Core Activity, Event and Crisis: Making the Small Worlds of Amateur Football
DOI:
https://doi.org/10.13154/mts.61.2019.61-82Keywords:
crisis, event, core activity, social worlds, small worlds, football, amateur, professional, glocalisation, ethnographyAbstract
In this paper, we use a glocalisation theory framework to argue that the management of paradoxes, contradictions and ambivalences — which are distinctive of amateur football — is the driving force of re/constructing the field of amateur football and re/writing the boundaries to professional football. We develop a micro-sociological approach for the study of amateur football by distinguishing between three different types of activities — core activities, crisis, and events — that are being performed in the small worlds of grassroots football.
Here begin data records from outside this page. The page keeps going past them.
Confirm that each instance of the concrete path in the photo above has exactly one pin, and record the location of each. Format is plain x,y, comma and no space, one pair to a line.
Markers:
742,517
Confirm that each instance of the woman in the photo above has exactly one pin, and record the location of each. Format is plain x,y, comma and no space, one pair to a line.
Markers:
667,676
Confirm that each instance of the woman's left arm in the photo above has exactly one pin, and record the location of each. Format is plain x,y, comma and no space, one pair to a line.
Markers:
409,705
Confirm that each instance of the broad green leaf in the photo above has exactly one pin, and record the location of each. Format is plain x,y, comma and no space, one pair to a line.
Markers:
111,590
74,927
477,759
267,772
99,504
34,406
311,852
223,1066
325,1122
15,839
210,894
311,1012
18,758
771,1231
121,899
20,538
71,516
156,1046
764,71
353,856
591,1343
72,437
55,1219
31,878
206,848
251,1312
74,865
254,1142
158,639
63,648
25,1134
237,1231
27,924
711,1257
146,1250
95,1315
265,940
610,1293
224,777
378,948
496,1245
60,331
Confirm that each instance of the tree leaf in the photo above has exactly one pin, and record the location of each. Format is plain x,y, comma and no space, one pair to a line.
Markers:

To this end, three different case studies in the context of German amateur football will be analysed within the scope of our theoretical and methodological framework: First of all, the idea of a specific footballing style developed by a local Turkish ethnic club; secondly, the endeavour of a local club to install a new artificial grass pitch; and finally, an international under-17 youth tournament. These case studies show that it is precisely the contact to professionalism that shapes the identity of the amateur world, and that the unique ways of dealing with global forces allow for constructing locality. Drawing on ethnographic fieldwork in the German amateur football world, we suggest to take seriously the first-order ‘messiness’ of the distinctions between amateurs and professionals in football which has so far been widely ignored or not reflected when researchers approach the amateur football world by using clear-cut second-order concepts of amateurism and professionalism.